A finales de 2021 se conoció el proyecto Autopistas del Caribe, corredor de carga Cartagena-Barranquilla, que promete acercar aún más a las principales capitales de la región.
Para esto se creó la concesión que lleva el mismo nombre con un plazo de 35 años, la cual está conformada por las firmas KMA Construcciones, Ortiz Construcciones y Proyectos y H+ERA. Esta es una iniciativa privada y necesitará inversiones por 4,3 billones de pesos. De este monto, cerca de 1,5 billones se destinarán a la construcción de obras civiles y 2,8 al mantenimiento y operación de la infraestructura, con la intervención de 243 kilómetros de carretera.
Un año después el proyecto está en etapa de preconstrucción, sin embargo, parece que no logrará su cierre financiero y así avanzar a la siguiente fase: la construcción.
“La idea es realizar dobles calzadas, actualmente solo hay 15 km (…) con todo el proyecto hay una reducción aproximadamente de dos horas a 1 hora y 16 minutos, es cerca de un ahorro de 45 minutos, que a su vez disminuye los costos operativos de llantas, combustible, etc”, Ernesto Carvajal, gerente general de la concesión.

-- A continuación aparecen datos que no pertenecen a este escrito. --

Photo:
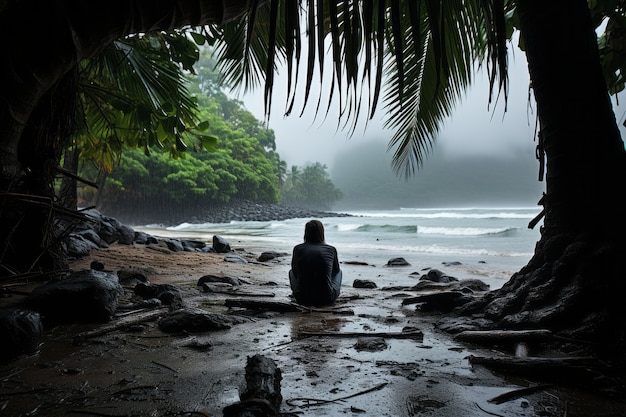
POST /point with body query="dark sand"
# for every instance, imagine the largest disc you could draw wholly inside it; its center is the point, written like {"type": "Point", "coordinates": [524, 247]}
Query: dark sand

“Durante la fase de preconstrucción, estamos haciendo los estudios y diseños de ingeniería de todo lo que vamos a construir, estamos en tramitando las licencias ambientales y en consultas previas, tenemos cinco certificadas (…) sin embargo, no estamos avanzando en la acreditación del cierre financiero, si bien nosotros presentamos el proyecto a 26 entidades del sector financiero, de las cuales 10 mostraron interés, tenemos dificultades para lograrlo”, señaló Carvajal.

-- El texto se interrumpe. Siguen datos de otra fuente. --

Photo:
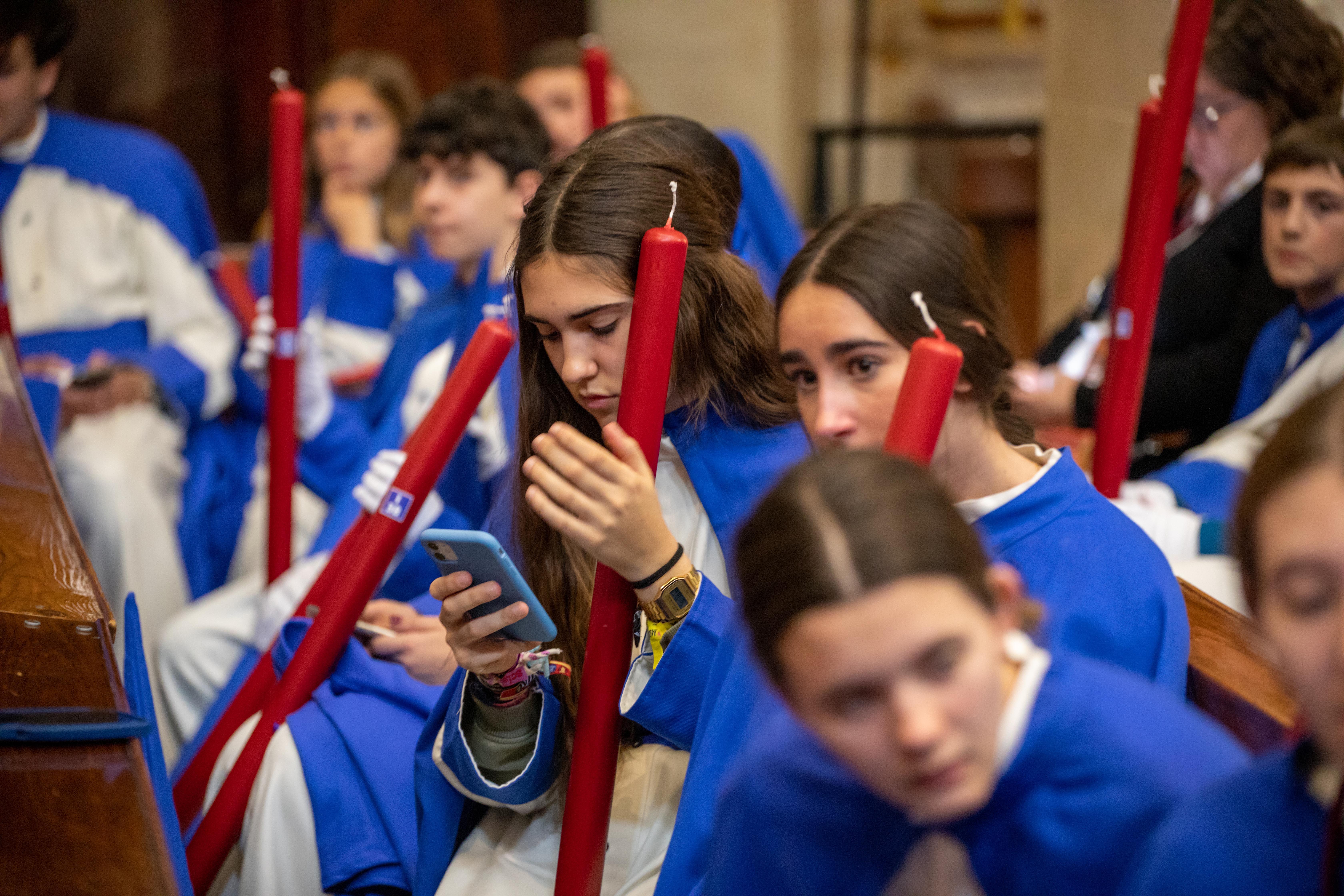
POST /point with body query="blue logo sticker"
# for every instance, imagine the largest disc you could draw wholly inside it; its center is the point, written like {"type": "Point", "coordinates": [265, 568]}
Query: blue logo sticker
{"type": "Point", "coordinates": [397, 504]}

Entre las razones de este reto, el gerente destacó tres problemas: el peaje Turbaco, la estación de peaje Arroyo de Piedra y el esquema tarifario. Actualmente la concesión se encarga del mantenimiento y operación de esta vía. Vale recordar que la carretera cuenta con seis peajes en todo su trayecto, y se incorporaría uno más con la construcción de este proyecto (Arroyo de Piedra).

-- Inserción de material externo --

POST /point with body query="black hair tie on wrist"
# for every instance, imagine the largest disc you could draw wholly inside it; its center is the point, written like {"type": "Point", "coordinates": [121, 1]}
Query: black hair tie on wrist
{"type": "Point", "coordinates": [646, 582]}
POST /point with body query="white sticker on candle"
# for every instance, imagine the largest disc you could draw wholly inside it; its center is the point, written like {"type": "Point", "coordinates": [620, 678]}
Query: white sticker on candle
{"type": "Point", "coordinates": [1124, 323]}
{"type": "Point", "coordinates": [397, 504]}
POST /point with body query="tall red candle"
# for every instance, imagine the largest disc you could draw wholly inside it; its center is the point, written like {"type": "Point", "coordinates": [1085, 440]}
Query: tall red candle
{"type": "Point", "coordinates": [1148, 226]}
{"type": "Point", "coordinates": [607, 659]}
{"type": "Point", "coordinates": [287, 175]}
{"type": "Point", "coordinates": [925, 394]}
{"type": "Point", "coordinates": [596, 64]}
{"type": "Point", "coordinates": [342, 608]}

“Hoy hace un año se levantaron las talenqueras por instrucción de la ANI, debido a un problema social que fue heredado de Cartagena, allí hay una concesión vial urbana la cual tiene unos peajes internos, de ahí surgió un movimiento (…), además hay problemas derivados del movimiento ‘no al peaje’, por eso la estación de Arroyo de Piedra se aplazó para marzo de 2024”, dijo el gerente.
Con esta difícil situación, en este momento se encuentra al borde de una posible reestructuración esta vía de Cuarta Generación. “Hoy el peaje de Turbaco representa 30% de los recursos con el tráfico que está pasando lo que equivale a cerca de 25.000 vehículos diarios”, remarcó el empresario.
Para el 20 de abril de 2023, el proyecto deberá contar con un cierre financiero para contar con el aval de las entidades crediticias para iniciar la fase de construcción de los 94 kilómetros de doble calzada y variantes.
El pasado 6 de diciembre la ANI presentó un paquete de propuesta que comprende obras adicionales por $25.000 millones a cargo de la concesión para soluciones de movilidad.